Friday, March 29, 2019

Beau Ideal (1931)

The 1924 novel Beau Geste by P.C. Wren (1875-1941) had been made into a very successful 1926 Paramount silent movie directed by Herbert Brenon. Wren wrote a couple of sequels to his bestselling novel and it seemed to RKO to be a logical move to get Brenon to direct a sound version of one of these books. For some odd reason the first sequel, Beau Sabreur, was ignored and the second sequel, Beau Ideal (published in 1928), was chosen. The results did not please everybody.

Most of the film is occupied by a series of flashbacks. First we go back fifteen years, to the childhood games of Beau Geste and his band - his brothers and a young American named Otis Madison (Lester Vail). Otis and John Geste are jousting to determine who will win the hand of the fair Isobel Brandon.

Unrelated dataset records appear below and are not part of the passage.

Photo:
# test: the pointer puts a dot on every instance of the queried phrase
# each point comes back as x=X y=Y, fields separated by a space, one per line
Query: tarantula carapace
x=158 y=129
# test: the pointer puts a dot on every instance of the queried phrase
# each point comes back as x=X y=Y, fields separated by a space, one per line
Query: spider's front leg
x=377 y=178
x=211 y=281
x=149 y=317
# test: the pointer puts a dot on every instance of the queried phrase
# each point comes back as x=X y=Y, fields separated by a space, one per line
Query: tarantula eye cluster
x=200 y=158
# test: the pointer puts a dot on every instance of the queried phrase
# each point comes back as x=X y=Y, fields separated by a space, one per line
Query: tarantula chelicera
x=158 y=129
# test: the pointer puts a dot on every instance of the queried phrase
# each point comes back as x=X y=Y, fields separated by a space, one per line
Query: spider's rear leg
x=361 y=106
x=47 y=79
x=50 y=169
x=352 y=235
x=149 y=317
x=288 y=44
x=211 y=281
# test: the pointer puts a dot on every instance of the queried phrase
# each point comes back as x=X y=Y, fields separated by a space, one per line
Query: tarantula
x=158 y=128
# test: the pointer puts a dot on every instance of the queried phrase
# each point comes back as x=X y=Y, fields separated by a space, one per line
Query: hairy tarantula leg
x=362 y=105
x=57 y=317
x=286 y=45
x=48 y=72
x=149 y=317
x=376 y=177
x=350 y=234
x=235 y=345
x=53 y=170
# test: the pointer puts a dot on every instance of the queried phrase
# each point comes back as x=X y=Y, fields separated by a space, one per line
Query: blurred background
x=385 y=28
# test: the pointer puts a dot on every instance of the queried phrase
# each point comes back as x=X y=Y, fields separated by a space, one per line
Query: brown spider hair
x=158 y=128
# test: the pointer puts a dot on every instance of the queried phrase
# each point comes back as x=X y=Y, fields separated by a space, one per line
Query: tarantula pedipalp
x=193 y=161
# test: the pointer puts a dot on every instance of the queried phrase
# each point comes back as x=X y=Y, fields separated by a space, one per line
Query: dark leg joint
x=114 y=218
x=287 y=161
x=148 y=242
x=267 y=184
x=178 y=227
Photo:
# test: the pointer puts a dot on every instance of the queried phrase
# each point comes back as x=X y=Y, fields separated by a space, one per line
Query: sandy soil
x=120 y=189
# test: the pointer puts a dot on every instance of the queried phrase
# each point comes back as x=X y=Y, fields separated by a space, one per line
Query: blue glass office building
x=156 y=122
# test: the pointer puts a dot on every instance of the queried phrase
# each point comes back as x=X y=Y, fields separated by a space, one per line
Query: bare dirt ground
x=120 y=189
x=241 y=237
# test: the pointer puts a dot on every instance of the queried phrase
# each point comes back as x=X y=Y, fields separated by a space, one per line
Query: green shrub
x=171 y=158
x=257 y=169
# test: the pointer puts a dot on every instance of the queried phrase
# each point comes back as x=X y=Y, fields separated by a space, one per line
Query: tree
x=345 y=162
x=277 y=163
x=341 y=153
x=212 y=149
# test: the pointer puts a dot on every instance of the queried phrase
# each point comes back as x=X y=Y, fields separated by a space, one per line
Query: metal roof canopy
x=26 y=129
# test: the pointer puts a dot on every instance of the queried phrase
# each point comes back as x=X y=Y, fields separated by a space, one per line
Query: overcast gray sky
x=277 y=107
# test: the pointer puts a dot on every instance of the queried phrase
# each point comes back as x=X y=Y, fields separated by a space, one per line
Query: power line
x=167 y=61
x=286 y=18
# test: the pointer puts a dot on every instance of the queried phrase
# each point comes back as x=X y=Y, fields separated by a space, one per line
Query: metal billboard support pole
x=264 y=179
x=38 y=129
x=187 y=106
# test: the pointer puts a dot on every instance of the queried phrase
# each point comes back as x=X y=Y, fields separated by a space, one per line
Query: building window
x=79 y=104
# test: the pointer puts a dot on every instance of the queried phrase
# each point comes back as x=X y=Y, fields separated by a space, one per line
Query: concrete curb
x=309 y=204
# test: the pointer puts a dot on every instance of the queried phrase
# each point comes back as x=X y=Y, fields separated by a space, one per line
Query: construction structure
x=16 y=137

We then go forward quite a few years. Otis returns to England to ask for the hand of Isobel (played as an adult by Loretta Young). He learns that John Geste (Ralph Forbes) is still his rival but misfortunate has hit the Gestes and all the brothers have joined the French Foreign Legion. John is in a penal battalion somewhere in Africa. In a quixotic gesture Otis decides he will find John and bring him home.

To do this Otis has to find a way to get into the penal battalion. But how? He can’t do anything dishonourable. That would be unthinkable. Fortunately fate steps in.

Naturally there has to be a beautiful but bad woman mixed up in the story somewhere. Zuleika (Leni Stengel) is half-French and half-Arab, a dancer known as the Angel of Death for all the men she has lured to their dooms. Now she is involved in a particularly nefarious plot.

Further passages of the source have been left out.